Jurnal1Jambi.Com,- Tanjung Jabung Timur – Puluhan warga yang tergabung dalam Aliansi Masyarakat Sadu menggelar aksi unjuk rasa di halaman Kantor Camat Sadu, Kabupaten Tanjung Jabung Timur, Kamis (24/4/2025). Aksi ini menuntut pemerintah segera memperbaiki jalan rusak yang selama bertahun-tahun dibiarkan tanpa penanganan.

Warga membawa spanduk dan poster berisi tuntutan dan kritik terhadap kondisi infrastruktur jalan penghubung antar desa di Kecamatan Sadu yang kian memburuk. Mereka menyuarakan kekecewaan terhadap pemerintah daerah, terutama Camat Sadu dan Bupati Tanjung Jabung Timur yang dinilai lamban merespons keluhan masyarakat.

“Jalan ini makin hari makin hancur. Hasil panen kami tidak bisa diangkut. Kami ingin tahu, apakah pemerintah memang punya niat membangun Sadu?” kata salah satu warga dalam orasinya.

Mayoritas masyarakat Sadu berprofesi sebagai petani pinang, kelapa bulat, dan kelapa sawit. Kerusakan jalan menyebabkan aktivitas ekonomi mereka terganggu. Tak hanya itu, warga juga mengalami kesulitan dalam mengakses kebutuhan pokok, layanan pendidikan, dan kesehatan.

Selama ini, warga mengaku memperbaiki jalan secara swadaya melalui gotong royong. Namun, upaya itu tak cukup untuk menanggulangi kerusakan yang semakin parah.

“Sudah berulang kali kami gotong royong. Tapi tidak pernah ada satu pun petugas UPTD Alkal yang datang melihat kondisi jalan kami,” ujar warga lainnya.

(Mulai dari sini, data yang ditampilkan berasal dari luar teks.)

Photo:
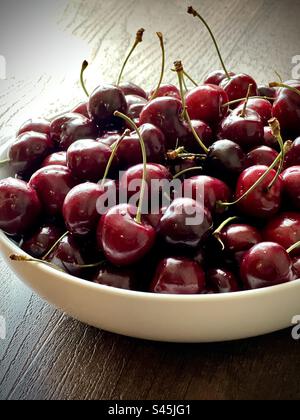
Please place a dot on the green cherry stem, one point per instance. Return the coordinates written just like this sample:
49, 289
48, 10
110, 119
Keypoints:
179, 69
138, 40
83, 69
193, 12
138, 218
163, 64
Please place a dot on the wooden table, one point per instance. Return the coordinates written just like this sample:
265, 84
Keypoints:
46, 354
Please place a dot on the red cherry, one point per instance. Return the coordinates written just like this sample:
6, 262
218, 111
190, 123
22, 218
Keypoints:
20, 206
206, 103
38, 125
28, 151
266, 264
179, 276
291, 186
123, 240
52, 184
87, 160
283, 229
262, 201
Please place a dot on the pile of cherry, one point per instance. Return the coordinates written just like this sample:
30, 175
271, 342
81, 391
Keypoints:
236, 140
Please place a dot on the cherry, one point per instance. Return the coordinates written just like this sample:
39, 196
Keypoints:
262, 155
206, 191
186, 223
104, 102
52, 184
166, 90
263, 201
87, 160
82, 109
38, 244
20, 206
291, 186
80, 209
123, 240
206, 103
133, 89
283, 229
77, 129
244, 128
266, 264
286, 108
179, 276
225, 159
129, 151
166, 114
28, 152
38, 125
222, 281
57, 158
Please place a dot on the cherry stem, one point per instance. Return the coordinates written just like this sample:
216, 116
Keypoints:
129, 121
114, 148
236, 101
55, 245
243, 113
293, 247
180, 72
193, 12
163, 64
138, 40
283, 85
83, 68
218, 231
185, 171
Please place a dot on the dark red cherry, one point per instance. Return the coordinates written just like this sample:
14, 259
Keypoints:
166, 90
246, 130
38, 244
77, 129
129, 151
206, 103
58, 158
222, 281
237, 86
239, 238
80, 208
178, 276
286, 109
216, 77
206, 191
291, 186
87, 160
20, 206
82, 109
225, 159
52, 184
132, 89
284, 229
262, 155
186, 223
166, 114
28, 151
38, 125
263, 201
123, 240
104, 102
68, 256
266, 264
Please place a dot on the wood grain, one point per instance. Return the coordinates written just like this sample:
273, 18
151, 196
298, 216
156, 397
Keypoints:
47, 355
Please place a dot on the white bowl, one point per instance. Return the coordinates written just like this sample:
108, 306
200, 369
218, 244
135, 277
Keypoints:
205, 318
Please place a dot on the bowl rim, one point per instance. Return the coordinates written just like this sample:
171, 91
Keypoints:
197, 298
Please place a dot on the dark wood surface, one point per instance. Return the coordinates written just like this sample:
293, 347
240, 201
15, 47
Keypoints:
46, 354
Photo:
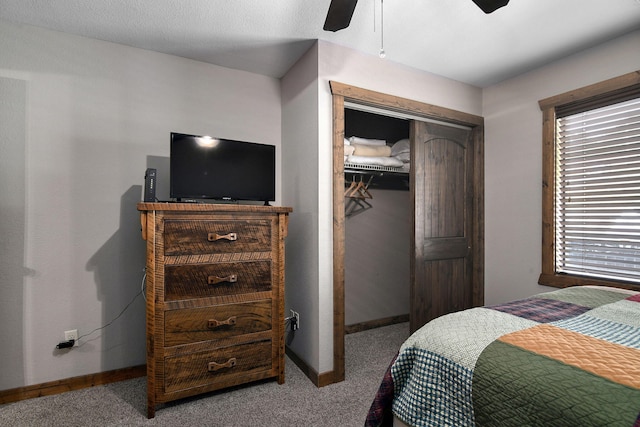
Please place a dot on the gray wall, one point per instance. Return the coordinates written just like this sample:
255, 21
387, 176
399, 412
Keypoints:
81, 120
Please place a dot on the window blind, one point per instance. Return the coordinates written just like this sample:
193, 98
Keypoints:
597, 193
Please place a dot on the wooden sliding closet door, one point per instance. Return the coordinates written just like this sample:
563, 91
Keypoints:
442, 196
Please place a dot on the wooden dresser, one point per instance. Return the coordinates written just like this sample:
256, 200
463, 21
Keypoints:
215, 296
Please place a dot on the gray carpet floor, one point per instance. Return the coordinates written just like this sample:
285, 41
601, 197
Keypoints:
297, 402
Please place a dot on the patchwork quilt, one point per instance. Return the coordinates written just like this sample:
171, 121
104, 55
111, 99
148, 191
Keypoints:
570, 357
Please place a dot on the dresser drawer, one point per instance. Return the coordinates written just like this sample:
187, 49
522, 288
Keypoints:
190, 325
223, 364
187, 281
190, 237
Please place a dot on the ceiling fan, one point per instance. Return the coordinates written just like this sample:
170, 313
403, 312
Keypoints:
341, 11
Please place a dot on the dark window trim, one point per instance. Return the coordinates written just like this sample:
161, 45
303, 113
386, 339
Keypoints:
615, 89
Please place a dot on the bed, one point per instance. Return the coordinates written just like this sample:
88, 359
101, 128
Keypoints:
569, 357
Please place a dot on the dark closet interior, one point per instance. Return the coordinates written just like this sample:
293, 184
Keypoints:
377, 239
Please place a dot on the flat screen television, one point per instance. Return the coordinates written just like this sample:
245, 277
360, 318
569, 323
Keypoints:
203, 167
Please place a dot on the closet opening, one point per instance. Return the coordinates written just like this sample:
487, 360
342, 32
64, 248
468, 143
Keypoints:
377, 223
458, 139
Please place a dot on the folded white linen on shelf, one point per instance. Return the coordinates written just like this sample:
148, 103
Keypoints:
349, 149
371, 150
366, 141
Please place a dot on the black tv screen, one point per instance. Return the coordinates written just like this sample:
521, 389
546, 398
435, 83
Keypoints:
203, 167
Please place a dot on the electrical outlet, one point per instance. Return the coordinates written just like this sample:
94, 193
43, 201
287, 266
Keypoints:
71, 335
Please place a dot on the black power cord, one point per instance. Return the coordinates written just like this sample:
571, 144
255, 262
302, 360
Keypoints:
70, 343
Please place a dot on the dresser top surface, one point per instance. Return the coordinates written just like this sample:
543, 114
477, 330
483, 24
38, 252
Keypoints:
210, 207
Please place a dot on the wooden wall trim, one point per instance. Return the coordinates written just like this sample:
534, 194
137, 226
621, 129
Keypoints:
70, 384
404, 105
616, 83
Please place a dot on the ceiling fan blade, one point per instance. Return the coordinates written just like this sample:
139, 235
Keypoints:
339, 14
489, 6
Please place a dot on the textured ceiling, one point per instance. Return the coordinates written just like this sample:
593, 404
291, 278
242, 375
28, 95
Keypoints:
452, 38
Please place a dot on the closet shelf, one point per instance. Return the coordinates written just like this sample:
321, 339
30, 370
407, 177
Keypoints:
372, 169
384, 177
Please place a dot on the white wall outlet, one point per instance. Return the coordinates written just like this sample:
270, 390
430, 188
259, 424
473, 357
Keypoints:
71, 335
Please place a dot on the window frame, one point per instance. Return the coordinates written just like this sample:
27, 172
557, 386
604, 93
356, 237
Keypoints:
579, 99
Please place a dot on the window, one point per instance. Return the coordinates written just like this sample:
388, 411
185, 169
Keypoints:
591, 185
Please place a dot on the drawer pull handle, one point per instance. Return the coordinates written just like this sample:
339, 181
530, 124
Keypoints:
214, 280
213, 366
213, 323
212, 237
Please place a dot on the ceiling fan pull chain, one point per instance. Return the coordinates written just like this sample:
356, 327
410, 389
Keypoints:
382, 52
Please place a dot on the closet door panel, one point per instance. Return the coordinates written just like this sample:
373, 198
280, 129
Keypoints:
442, 197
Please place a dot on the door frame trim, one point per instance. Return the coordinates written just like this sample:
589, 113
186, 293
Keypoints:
342, 93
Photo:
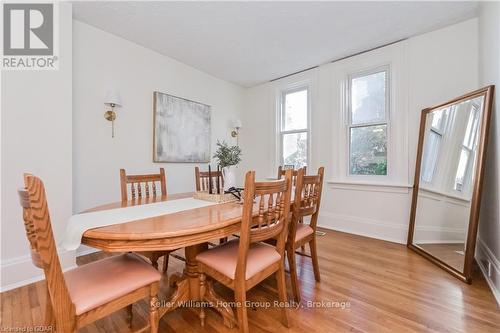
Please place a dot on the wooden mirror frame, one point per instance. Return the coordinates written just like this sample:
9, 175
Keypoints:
464, 276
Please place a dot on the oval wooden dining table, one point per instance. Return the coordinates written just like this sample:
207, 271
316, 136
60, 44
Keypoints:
190, 229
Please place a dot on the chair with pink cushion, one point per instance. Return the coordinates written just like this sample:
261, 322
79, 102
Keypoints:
90, 292
243, 263
307, 200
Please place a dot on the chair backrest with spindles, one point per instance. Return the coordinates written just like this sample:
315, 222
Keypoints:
140, 185
266, 209
203, 183
43, 250
307, 198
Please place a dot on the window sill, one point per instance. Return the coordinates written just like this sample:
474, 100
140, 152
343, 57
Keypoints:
369, 186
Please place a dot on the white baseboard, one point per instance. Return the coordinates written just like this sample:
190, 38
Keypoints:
20, 271
392, 232
483, 256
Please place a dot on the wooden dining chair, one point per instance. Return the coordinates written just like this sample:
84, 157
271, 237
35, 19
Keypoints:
144, 186
241, 264
281, 173
307, 200
202, 180
87, 293
282, 170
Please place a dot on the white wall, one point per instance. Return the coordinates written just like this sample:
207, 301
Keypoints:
36, 138
104, 61
488, 248
431, 69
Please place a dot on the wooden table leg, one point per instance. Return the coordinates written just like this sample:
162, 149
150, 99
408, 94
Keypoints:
187, 288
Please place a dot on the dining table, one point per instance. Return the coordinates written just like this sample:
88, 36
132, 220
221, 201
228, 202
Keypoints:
190, 229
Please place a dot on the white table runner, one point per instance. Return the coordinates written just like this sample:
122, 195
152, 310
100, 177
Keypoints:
79, 223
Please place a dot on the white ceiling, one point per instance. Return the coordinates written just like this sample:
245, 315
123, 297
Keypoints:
252, 42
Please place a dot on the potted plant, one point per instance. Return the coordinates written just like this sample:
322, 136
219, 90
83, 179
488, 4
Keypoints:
228, 158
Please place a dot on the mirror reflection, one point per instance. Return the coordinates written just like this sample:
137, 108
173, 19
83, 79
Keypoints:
447, 172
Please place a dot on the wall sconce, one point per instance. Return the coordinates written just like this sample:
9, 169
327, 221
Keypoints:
112, 99
236, 132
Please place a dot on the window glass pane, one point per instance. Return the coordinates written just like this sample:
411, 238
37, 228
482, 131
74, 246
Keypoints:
295, 149
368, 150
368, 98
295, 110
461, 169
430, 155
471, 130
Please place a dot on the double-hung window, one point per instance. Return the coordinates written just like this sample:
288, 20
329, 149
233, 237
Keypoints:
294, 127
433, 144
368, 122
466, 159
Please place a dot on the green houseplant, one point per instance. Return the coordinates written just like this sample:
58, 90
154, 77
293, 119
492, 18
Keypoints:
228, 158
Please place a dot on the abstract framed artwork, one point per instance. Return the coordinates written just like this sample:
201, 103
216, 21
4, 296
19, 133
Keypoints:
181, 132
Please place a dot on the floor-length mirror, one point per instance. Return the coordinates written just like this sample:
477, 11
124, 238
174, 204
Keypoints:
448, 178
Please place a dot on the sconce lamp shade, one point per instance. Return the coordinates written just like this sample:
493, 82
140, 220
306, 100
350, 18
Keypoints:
113, 97
237, 124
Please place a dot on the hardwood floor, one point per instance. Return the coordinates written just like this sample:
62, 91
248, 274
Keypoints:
452, 254
383, 286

Aksi unjuk rasa sempat diwarnai ketegangan ketika Camat Sadu, Faisyal, menyambut pendemo dengan nada tinggi. Faisyal mempertanyakan alasan warga melakukan gotong royong tanpa koordinasi dengan pihak kecamatan.

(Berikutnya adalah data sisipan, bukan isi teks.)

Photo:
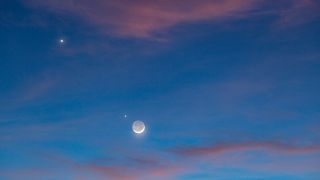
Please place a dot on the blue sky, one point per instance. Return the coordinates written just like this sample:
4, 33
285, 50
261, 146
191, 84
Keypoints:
227, 89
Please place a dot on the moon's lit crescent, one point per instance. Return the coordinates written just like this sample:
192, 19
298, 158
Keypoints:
138, 127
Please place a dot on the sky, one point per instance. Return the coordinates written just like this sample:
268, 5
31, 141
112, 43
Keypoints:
227, 89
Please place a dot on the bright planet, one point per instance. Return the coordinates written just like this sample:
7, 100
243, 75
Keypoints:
138, 127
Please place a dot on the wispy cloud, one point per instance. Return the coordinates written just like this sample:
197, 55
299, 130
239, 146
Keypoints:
145, 19
229, 147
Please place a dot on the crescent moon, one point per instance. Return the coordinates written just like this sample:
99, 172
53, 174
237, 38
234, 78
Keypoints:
138, 127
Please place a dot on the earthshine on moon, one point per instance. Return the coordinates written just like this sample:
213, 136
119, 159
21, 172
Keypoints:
138, 127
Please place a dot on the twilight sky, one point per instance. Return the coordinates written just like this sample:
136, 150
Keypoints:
227, 89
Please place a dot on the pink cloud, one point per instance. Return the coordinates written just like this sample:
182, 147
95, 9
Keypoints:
144, 18
264, 146
300, 12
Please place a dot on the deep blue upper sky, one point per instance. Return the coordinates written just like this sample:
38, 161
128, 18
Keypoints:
227, 89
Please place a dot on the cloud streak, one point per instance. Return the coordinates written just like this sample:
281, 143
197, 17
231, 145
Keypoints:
145, 19
231, 147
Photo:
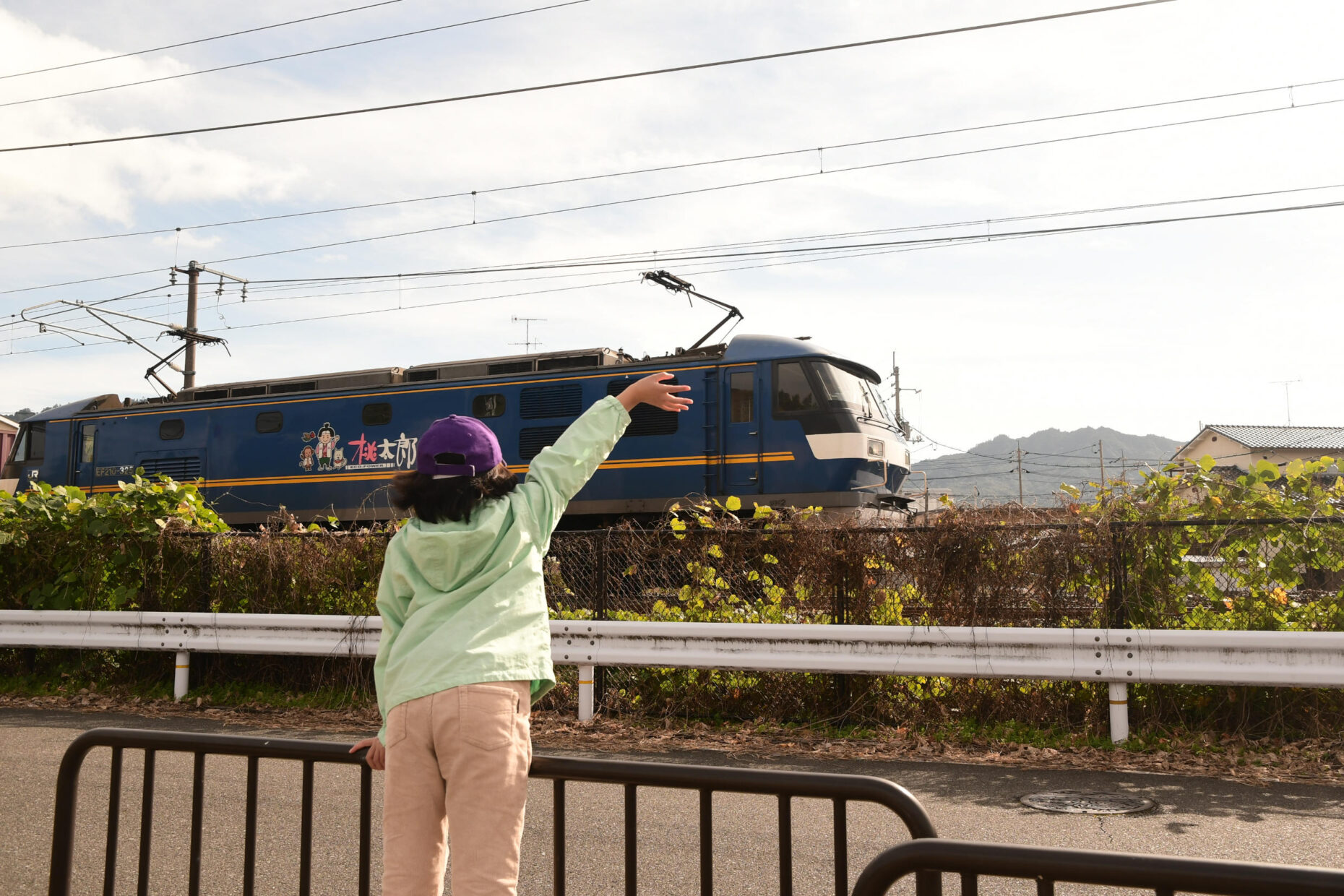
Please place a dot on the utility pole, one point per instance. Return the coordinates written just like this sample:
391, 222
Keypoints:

“Siapa yang pernah koordinasi dengan saya soal gotong royong? Perubahan bentuk aset pemerintah, seperti jalan, harus bisa dipertanggungjawabkan secara administrasi,” ujar Faisyal di hadapan massa.

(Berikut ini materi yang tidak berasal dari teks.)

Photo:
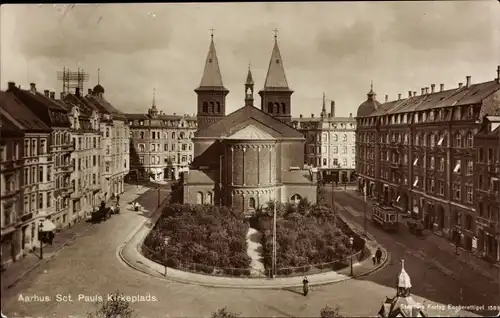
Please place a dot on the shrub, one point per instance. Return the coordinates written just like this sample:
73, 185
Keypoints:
306, 235
205, 235
223, 313
116, 307
329, 312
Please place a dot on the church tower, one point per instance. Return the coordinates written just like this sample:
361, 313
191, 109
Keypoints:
211, 92
249, 88
276, 95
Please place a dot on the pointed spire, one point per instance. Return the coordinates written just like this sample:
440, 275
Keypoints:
276, 77
154, 99
211, 75
323, 110
371, 94
249, 76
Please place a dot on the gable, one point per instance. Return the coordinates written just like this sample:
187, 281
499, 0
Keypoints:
245, 116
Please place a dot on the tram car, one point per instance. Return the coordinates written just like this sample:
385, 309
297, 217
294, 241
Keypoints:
386, 217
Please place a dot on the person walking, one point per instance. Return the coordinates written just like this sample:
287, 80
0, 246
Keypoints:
305, 286
378, 255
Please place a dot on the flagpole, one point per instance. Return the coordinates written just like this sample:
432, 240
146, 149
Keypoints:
364, 211
274, 239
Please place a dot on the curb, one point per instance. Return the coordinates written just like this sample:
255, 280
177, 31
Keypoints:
45, 260
213, 285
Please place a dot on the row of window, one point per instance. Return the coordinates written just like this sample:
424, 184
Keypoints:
432, 115
156, 159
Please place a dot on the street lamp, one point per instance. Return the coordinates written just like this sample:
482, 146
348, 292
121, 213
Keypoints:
351, 245
460, 236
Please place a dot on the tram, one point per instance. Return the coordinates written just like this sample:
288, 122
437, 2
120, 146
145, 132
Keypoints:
386, 217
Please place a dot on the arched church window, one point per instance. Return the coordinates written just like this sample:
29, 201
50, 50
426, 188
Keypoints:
208, 198
251, 203
199, 198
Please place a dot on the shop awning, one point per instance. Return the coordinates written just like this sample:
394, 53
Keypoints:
47, 226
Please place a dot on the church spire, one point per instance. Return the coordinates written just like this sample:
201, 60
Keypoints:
276, 77
212, 77
249, 88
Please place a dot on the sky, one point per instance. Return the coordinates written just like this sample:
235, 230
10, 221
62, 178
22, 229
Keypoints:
336, 48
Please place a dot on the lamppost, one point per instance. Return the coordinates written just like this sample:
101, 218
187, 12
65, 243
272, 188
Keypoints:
165, 255
460, 236
40, 231
351, 245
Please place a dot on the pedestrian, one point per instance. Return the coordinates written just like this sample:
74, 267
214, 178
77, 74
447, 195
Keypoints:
378, 255
305, 286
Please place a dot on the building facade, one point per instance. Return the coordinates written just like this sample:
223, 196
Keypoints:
251, 156
487, 188
160, 145
86, 158
330, 143
418, 153
27, 177
115, 162
60, 147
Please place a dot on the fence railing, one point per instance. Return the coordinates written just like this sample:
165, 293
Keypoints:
159, 257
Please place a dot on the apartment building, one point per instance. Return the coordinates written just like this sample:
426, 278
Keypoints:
114, 165
418, 153
487, 188
59, 148
161, 146
26, 184
86, 158
330, 142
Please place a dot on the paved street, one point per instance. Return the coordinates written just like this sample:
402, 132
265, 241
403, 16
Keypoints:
90, 266
436, 274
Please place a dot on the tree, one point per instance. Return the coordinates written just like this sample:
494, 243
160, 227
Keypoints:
329, 312
118, 306
223, 313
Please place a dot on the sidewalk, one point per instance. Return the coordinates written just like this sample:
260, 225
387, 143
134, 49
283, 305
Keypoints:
487, 269
130, 253
16, 271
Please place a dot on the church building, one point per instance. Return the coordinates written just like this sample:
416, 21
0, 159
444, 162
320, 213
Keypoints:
251, 156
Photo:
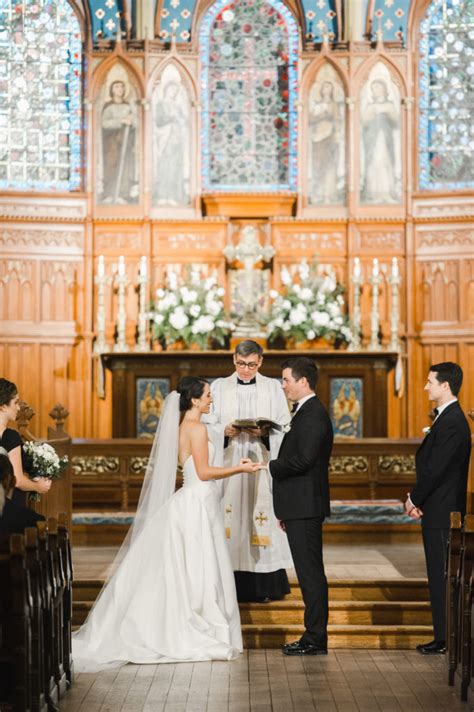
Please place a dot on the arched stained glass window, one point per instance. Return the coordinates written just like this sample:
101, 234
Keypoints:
446, 128
40, 95
248, 84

Ia menambahkan bahwa tidak ada satu pun dari delapan kepala desa di Kecamatan Sadu yang pernah melaporkan kondisi jalan atau berkoordinasi dengannya secara resmi.

“Koordinasi itu penting. Kalau kepala desa tidak menyampaikan, bagaimana kami bisa bertindak? Pemerintah butuh prosedur,” tambahnya.

Meski demikian, warga tetap menegaskan bahwa aksi ini dilakukan karena jalur komunikasi yang mereka tempuh selama ini tidak membuahkan hasil. Mereka mendesak pemerintah daerah segera mengambil langkah konkret memperbaiki akses jalan, yang sangat vital bagi aktivitas ekonomi dan sosial masyarakat.